鳩山一郎が首相になると、世の中は「鳩山ブーム」に沸いた。
しかめっ面で葉巻をくゆらす、どこか貴族然として「ワンマン」と呼ばれた吉田茂と対照的に、明るい庶民的な雰囲気を国民は歓迎した。
鳩山一郎は甘党で、バラの栽培を好んだ。
家庭にあってはときどき癇癪を起こすこともあったが、愛する妻・薫がよく支えた。政界にあっては同志に恵まれていたのも、鳩山一郎の人徳だろう。
外交官から政界入りしたものの、官僚出身者が少なかったため、「吉田学校」という取り巻きを作らなければならなかった吉田茂とは対照的といえる。
首相在任中、鳩山一郎はふたつの偉業を成し遂げた。
吉田茂の、対アメリカ中心の外交から一転し、鳩山一郎は日ソ国交回復を目指し、日ソ共同宣言を成功させ、さらに念願だった国際連合加盟も果たした。

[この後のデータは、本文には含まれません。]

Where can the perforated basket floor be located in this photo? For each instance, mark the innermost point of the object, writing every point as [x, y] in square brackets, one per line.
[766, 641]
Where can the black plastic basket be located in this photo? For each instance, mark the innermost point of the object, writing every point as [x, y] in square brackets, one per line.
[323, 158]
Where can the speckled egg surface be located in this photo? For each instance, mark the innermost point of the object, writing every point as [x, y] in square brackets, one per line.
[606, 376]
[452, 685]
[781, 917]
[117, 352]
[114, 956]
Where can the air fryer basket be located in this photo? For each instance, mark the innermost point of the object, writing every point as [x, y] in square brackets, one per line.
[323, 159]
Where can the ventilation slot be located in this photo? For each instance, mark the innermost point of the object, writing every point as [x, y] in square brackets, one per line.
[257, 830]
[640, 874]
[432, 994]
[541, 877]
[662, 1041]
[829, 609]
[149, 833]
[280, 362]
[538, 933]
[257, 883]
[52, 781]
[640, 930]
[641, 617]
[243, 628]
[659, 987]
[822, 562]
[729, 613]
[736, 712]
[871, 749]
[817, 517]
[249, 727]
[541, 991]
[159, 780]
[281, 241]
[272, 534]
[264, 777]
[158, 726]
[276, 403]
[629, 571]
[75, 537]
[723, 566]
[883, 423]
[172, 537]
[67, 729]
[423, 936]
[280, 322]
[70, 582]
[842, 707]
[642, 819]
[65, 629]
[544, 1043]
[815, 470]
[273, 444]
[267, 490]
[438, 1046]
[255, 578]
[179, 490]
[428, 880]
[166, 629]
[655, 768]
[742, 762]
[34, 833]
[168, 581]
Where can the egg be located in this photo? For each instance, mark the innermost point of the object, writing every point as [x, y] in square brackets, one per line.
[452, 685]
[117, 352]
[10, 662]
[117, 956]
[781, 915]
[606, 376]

このふたつの偉業を花道に政界を退き、余生は療養生活を送った。
鳩山一郎は、「友愛」を提唱したことでも知られる。
リヒャルト・クーデンホーフ=カレルギーの著書『The Totalitarian State against Man』のなかにある「Fraternity」という言葉を「友愛(Yuai)」と訳した。
友愛運動が人格の尊厳に基づき目指すものは、「相互尊重」「相互理解」「相互扶助」。これを友愛三原則という。
この「友愛」思想は、孫の鳩山由紀夫氏(元総理大臣)にも引き継がれた。